To help get their technology into drug companies' hands more quickly, DeSimone and his colleagues have built a device that make different-shaped nanoparticles in bulk using molds that pop out these particles like so many ice cubes. The Particle Replication in Nonwetting Templates (PRINT) technology helped earn DeSimone this year's $500,000 Lemelson–M.I.T. Prize in June. "We use lithography to make one wafer that will be the master template (for the nanoparticles)," he says. "From there, we're able to make thousands of linear feet of molds."
DeSimone and his colleagues have been able to make these mini molds since 2005, and published a paper in the Journal of the American Chemical Society at the time describing their work. Those molds were only 0.04 inch (one millimeter) square and yielded very few nanoparticles of controlled size and shape. However, "we can now make many square meters of molds in a cost-effective manner that allows us to make hundreds of milligrams of nanoparticles of a variety of shapes and sizes that allow us to probe biological systems," DeSimone says.

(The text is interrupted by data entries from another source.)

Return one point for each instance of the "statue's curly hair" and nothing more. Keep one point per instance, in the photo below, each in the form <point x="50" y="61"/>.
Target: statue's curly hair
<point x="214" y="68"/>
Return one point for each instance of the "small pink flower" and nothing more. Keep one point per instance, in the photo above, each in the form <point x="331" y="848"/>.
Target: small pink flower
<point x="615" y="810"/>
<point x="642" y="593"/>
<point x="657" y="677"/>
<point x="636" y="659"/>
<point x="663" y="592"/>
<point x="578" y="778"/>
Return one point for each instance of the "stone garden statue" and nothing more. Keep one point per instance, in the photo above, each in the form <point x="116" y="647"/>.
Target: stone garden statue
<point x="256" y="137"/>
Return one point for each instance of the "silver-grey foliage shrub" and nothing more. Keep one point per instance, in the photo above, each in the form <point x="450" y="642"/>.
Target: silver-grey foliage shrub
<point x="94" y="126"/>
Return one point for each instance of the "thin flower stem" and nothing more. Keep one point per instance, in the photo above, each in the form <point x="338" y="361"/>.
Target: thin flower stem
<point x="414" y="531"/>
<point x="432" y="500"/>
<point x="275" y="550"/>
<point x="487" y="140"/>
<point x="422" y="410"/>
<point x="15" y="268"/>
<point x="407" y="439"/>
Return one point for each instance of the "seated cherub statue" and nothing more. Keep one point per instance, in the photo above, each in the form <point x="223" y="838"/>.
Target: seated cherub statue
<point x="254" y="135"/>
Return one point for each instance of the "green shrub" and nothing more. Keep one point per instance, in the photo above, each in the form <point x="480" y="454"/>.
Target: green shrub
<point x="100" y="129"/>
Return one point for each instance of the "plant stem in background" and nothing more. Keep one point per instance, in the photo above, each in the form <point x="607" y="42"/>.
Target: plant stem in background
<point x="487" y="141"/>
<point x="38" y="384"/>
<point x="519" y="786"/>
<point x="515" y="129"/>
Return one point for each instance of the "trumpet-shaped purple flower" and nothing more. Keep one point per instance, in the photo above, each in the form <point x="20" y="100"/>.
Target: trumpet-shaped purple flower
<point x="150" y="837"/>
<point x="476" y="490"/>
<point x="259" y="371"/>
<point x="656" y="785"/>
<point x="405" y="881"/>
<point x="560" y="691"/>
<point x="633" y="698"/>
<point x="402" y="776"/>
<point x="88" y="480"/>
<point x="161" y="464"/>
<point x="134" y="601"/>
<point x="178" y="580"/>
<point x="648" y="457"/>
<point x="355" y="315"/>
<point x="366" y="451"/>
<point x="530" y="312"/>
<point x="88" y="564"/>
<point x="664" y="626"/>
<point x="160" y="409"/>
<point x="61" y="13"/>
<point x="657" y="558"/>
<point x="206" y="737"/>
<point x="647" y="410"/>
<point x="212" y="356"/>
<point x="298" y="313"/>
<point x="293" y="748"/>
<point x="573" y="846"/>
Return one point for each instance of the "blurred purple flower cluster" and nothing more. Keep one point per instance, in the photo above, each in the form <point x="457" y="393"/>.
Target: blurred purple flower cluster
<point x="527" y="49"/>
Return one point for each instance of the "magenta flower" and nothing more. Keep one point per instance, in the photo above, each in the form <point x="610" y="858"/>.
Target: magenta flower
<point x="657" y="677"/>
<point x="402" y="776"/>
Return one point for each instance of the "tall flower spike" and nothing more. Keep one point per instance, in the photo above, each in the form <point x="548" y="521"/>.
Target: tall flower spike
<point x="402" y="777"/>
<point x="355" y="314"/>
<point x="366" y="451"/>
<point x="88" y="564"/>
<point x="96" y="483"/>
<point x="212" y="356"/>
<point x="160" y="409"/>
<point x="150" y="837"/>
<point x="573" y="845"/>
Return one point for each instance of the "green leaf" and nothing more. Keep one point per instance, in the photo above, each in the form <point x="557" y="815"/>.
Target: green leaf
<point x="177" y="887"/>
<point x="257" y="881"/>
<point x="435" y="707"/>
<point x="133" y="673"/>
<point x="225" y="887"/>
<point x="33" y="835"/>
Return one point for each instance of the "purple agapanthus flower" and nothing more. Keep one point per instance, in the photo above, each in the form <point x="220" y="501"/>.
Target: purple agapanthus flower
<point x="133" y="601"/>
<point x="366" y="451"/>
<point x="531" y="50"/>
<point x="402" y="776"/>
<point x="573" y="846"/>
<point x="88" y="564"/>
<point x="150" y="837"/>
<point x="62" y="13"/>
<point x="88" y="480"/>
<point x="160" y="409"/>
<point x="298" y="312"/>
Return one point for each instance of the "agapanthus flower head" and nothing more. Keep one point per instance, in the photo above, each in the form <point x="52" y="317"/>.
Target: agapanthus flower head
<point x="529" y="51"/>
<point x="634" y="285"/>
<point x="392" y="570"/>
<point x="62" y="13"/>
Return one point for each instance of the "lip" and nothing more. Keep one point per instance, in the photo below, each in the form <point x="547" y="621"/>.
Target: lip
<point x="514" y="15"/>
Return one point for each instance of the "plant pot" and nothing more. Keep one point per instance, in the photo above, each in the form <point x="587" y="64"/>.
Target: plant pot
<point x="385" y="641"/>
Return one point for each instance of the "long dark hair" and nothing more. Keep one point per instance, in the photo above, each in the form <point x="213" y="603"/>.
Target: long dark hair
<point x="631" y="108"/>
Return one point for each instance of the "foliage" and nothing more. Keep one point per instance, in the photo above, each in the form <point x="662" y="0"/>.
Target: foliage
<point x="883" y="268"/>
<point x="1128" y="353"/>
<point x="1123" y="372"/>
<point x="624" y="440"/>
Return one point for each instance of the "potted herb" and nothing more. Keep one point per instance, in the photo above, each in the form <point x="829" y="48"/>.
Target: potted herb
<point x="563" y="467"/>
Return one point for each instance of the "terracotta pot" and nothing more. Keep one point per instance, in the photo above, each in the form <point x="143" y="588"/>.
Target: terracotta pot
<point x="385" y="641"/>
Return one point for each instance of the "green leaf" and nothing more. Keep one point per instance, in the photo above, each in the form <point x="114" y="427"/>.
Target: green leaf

The next step is for Liquidia Technologies, the North Carolina–based company DeSimone co-founded in 2004 with a group of U.N.C. researchers, to refine the printing methods and scale up production. Liquidia has built a machine that yields tens of grams of nanoparticles in a single day, and the company hopes to be able to produce multiple kilograms of nanoparticles daily. He is hoping to have U.S. Food and Drug Administration–approved equipment in place by the middle of 2009 to produce these nanoparticles and move into clinical trials shortly thereafter. First on DeSimone's list to study are siRNA (short interfering RNA) molecules that may be able to keep cancer cells from producing the proteins that make them dangerous as well as the cancer drugs docetaxel, cisplatin and doxorubicin.